Cloud Software Engineering Advisory Lead
Job Overview
We are seeking an experienced Advisory Lead – Cloud & Software Engineering to drive the strategy, design, and delivery of cloud-native and software engineering solutions for enterprise clients. This role requires a strong blend of technical leadership, consulting expertise, and cloud transformation experience, with a focus on helping organizations modernize their technology landscape and achieve business objectives through scalable, secure, and cost-effective solutions.
The successful candidate will work closely with stakeholders to understand business requirements, recommend appropriate cloud and engineering strategies, and lead complex transformation initiatives across cloud platforms, software architecture, integration ecosystems, and DevOps environments.
Key Responsibilities- Lead the planning, design, and delivery of cloud and software engineering solutions aligned with client business and technology goals.
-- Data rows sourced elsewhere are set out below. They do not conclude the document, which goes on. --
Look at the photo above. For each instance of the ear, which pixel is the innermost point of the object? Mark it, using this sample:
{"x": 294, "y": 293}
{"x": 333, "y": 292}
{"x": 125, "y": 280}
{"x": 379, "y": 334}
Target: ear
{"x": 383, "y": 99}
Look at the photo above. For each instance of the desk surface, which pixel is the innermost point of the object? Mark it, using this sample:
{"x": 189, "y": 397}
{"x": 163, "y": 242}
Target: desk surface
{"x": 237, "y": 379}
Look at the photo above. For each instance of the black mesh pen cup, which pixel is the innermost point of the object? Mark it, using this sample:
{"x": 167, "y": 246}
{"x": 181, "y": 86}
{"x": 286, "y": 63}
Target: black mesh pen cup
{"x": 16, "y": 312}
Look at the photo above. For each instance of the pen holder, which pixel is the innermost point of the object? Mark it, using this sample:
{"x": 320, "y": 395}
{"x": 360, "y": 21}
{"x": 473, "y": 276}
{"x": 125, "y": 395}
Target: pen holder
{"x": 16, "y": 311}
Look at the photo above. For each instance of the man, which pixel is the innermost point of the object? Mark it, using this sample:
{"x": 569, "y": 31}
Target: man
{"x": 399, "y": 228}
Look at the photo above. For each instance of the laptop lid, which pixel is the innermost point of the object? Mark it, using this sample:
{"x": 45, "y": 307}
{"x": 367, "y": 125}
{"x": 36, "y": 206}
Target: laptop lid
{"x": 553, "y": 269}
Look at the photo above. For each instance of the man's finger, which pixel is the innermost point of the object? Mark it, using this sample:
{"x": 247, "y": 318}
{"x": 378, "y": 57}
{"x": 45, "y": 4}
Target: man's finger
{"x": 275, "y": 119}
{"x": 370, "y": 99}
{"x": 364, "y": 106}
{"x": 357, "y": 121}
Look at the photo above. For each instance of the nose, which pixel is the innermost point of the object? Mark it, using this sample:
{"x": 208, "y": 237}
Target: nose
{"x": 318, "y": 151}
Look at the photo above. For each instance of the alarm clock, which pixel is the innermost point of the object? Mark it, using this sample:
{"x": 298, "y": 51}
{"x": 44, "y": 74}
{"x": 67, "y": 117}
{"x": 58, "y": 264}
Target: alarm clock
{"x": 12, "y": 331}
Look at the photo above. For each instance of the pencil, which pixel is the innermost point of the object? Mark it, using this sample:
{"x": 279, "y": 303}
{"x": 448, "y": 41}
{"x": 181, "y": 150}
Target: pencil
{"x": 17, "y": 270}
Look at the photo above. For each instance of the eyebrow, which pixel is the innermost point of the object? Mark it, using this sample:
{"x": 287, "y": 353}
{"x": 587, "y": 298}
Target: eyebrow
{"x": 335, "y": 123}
- Engage with stakeholders to assess cloud and software engineering requirements and provide strategic guidance and technical advisory support.
- Drive cloud transformation, application modernization, integration, and engineering initiatives across enterprise environments.
- Evaluate existing technology landscapes and recommend suitable cloud architecture and engineering practices.
- Promote a culture of innovation, collaboration, and adherence to industry best practices.
- Stay current with emerging technologies, cloud platforms, software engineering methodologies, and agile delivery approaches.
- Provide leadership across cloud migration, modernization, integration, security, and optimization programs.
- Support cloud cost management initiatives through effective resource planning, governance, and utilization strategies.
- Lead and mentor engineering teams while ensuring successful project delivery.
- Collaborate with cross-functional stakeholders to deliver scalable, secure, and high-performing solutions.
Required Qualifications
Education- Bachelor’s degree, Master’s degree, or equivalent practical experience in a relevant field.
- Relevant cloud certifications, including:
- Azure Solutions Architect Expert (AZ-305)
- DevOps Engineer Expert (AZ-400)
- Proven experience designing and implementing cloud solutions based on architectural best practices, primarily within Microsoft Azure environments.
- Extensive experience in cloud transformation, migration, modernization, systems integration, cloud security assessments, and cloud financial management (FinOps).
- At least 10 years of software development, architecture, and engineering experience.
- Demonstrated experience leading and mentoring software engineering teams.
Required Technical Skills
Cloud & Architecture- Strong expertise in designing and implementing enterprise-grade cloud solutions, with a primary focus on Microsoft Azure.
- Solid understanding of enterprise networking, security principles, and identity and access management (IAM).
- Experience working with software-as-a-service (SaaS) platforms and large-scale distributed systems.
- Strong knowledge of microservices architecture and implementation patterns.
- Experience designing and consuming RESTful and GraphQL APIs.
- Proficiency in data modeling, relational databases, and NoSQL databases.
- Experience with distributed caching technologies such as Redis.
- Experience with messaging and event-streaming technologies such as Kafka, ActiveMQ, or similar platforms.
- Familiarity with search and indexing technologies such as Elasticsearch.
- Experience with Azure DevOps services and cloud-based development practices.
- Ability to design, implement, and manage DevOps solutions across the software delivery lifecycle.
- Strong understanding of Agile methodologies, CI/CD pipelines, DevSecOps practices, and secure software engineering principles.
- Proven ability to lead technical discussions, influence stakeholders, and drive successful outcomes across multiple teams.
- Strong written and verbal communication skills with the ability to engage both technical and non-technical audiences.
- Comfortable operating in fast-paced, dynamic environments with minimal supervision.
- Experience with serverless and cloud-native technologies, including Azure Functions, Logic Apps, Container Apps, or similar services.
- Understanding of Generative AI concepts, including Large Language Models (LLMs) and enterprise AI use cases.
- Familiarity with frameworks and platforms used for Generative AI application development, such as LangChain, LlamaIndex, OpenAI APIs, Azure OpenAI, AWS Bedrock, or similar technologies.